Some operations apply the raw quicklime directly to the ore on the belt moving toward further crushing or grinding. In this application, it is necessary only to have a suitable lime storage tank with a live bin bottom and a means for metering the lime from the tank to the ore. Such metering devices may be screw conveyor, belt conveyor or star valves. An activated bin bottom on the storage tank, commonly referred to as a live bin bottom, is very desirable to promote, uniform discharge from the tank. The lime is thus intimately mixed with the ore and slakes to form hydrated lime when it comes in contact with the cyanide leach solution.

When mill practice requires that the lime first be slaked and made into a water slurry, the design engineer will find a wide variety of lime slakers available. All of these reject most of the inert material in the line except the ball mill slaker which grinds the core, which then reports with the lime slurry. Because of the high reactivity of the lime available, it has been found practical to slake lime in a common steel agitated tank. Slaking temperatures as low as 120F have been found practical, although a slaking temperature in the range of 160F is preferable.
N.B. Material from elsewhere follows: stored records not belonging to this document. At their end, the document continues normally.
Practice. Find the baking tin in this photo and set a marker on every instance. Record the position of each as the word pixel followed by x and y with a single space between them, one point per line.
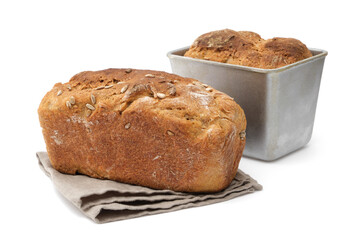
pixel 279 103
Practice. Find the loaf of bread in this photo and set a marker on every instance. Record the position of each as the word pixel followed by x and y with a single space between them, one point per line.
pixel 144 127
pixel 247 49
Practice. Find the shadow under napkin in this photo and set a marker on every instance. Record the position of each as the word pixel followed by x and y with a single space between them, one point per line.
pixel 105 200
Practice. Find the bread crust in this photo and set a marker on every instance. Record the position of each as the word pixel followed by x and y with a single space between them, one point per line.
pixel 147 128
pixel 248 49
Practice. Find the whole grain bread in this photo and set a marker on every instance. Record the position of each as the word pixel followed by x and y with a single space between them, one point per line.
pixel 144 127
pixel 247 49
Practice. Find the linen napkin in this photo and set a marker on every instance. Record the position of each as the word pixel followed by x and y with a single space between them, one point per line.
pixel 106 201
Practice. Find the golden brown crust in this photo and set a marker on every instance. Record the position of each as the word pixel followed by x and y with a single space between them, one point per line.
pixel 247 49
pixel 144 127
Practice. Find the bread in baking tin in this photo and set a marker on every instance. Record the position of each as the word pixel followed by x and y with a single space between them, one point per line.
pixel 247 49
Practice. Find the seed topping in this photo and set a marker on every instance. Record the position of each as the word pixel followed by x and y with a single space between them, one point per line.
pixel 242 135
pixel 89 106
pixel 68 104
pixel 170 133
pixel 93 99
pixel 150 75
pixel 124 88
pixel 160 95
pixel 72 100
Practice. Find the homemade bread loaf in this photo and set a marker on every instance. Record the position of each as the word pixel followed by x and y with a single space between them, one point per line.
pixel 144 127
pixel 247 49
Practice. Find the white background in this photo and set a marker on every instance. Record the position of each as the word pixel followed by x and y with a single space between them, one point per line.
pixel 310 194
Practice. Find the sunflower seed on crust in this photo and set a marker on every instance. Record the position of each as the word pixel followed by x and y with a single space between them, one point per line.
pixel 150 75
pixel 72 100
pixel 124 88
pixel 93 99
pixel 68 104
pixel 160 95
pixel 172 91
pixel 89 106
pixel 242 135
pixel 88 112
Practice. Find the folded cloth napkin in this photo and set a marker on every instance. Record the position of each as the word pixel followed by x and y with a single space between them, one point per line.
pixel 105 200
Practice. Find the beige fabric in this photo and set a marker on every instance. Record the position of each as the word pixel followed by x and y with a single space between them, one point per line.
pixel 105 201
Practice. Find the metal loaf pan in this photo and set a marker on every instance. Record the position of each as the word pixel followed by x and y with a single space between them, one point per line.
pixel 279 103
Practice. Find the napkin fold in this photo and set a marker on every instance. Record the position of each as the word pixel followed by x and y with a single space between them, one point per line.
pixel 106 201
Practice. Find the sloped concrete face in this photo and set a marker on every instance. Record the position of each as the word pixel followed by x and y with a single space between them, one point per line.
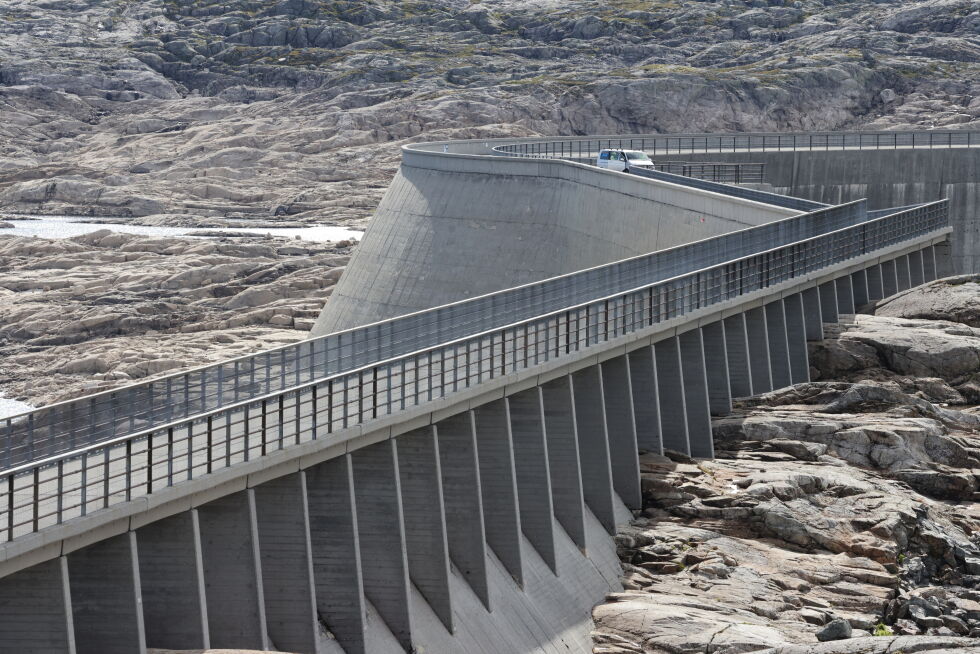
pixel 887 178
pixel 450 228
The tank slaker may also be used for lime slurry storage if the batch is sufficient to last a desirable time. The slaked batch may be recycled over a screen for rejecting core or the tank may be drained and the core flushed out of the bottom periodically.

When pumping a lime slurry to point of application, it must be borne in mind that calcium hydroxide has an inverse solubility. If the slurry temperature increases during transit, calcium hydroxide will precipitate from solution and scale the walls of the transport line. For this reason, it is common practice to use flexible lines for slurry transport. Much has been published on the handling of lime from kiln to point of use and the design engineer has this information at his finger tips. The use of lime for pH control in gold recovery operations experiences almost no problems and should a problem develop, it is easily solved.
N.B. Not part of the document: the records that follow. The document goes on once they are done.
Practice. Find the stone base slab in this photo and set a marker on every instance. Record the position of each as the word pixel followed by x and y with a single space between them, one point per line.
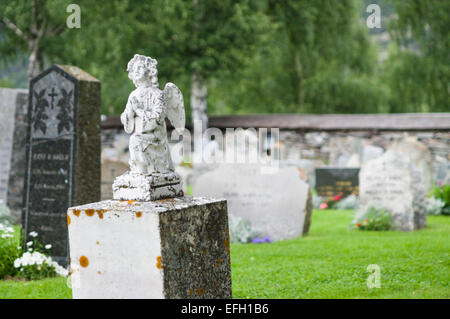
pixel 132 186
pixel 172 248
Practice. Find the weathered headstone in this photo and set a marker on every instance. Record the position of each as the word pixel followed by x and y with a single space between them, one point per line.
pixel 337 181
pixel 392 182
pixel 419 155
pixel 371 152
pixel 343 151
pixel 276 205
pixel 18 158
pixel 9 99
pixel 63 153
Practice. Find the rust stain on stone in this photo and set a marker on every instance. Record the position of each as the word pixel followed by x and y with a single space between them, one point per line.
pixel 89 212
pixel 84 261
pixel 158 262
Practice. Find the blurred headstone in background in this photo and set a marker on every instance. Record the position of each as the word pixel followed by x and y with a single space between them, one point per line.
pixel 337 181
pixel 18 160
pixel 393 183
pixel 63 153
pixel 419 155
pixel 11 103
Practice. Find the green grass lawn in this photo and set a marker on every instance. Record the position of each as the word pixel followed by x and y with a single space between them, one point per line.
pixel 330 262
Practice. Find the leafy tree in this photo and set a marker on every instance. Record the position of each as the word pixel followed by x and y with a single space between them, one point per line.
pixel 28 25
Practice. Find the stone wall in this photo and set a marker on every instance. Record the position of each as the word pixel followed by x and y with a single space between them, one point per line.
pixel 323 146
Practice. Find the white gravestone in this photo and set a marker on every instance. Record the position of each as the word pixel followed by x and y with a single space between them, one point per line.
pixel 392 182
pixel 276 204
pixel 419 155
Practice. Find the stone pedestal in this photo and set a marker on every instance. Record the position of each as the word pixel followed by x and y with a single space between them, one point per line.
pixel 144 188
pixel 171 248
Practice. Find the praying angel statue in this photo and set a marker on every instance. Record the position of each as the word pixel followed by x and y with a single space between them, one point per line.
pixel 151 175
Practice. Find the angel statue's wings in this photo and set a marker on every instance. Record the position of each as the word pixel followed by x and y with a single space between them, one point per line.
pixel 175 106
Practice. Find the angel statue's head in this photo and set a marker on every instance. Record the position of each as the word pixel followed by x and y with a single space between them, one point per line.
pixel 142 71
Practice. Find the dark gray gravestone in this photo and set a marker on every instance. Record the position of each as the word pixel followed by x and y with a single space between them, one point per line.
pixel 337 181
pixel 18 160
pixel 63 153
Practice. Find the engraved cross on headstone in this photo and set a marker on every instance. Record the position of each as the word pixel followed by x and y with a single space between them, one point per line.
pixel 52 95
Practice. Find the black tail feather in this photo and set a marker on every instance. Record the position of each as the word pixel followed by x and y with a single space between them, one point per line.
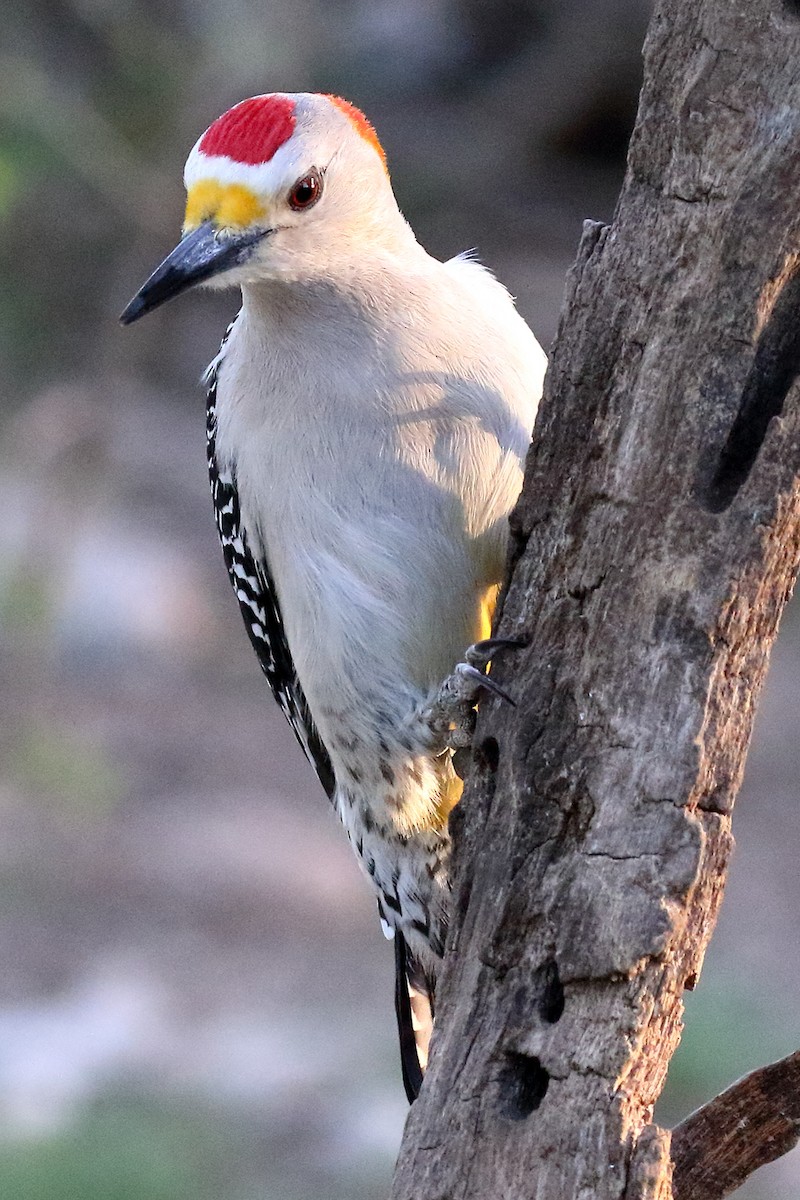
pixel 410 978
When large quantities of lime, say in the range of 100 tons per day, are required, a captive lime plant has often been considered. If high quality limestone and fuel are readily available near the mill site, the idea of a captive lime plant may seem attractive. However, over the years, captive lime plants have not been very successful. The art and science of lime production is usually not compatible with the chemical process using lime. The occurrence of suitable limestone and fuel on, or near location is the exception rather than the rule. Also, when the raw limestone is crushed to a suitable size for kiln feed, between 20 and 30% of the raw stone must be rejected as quarry screenings. Such screenings find little or no market.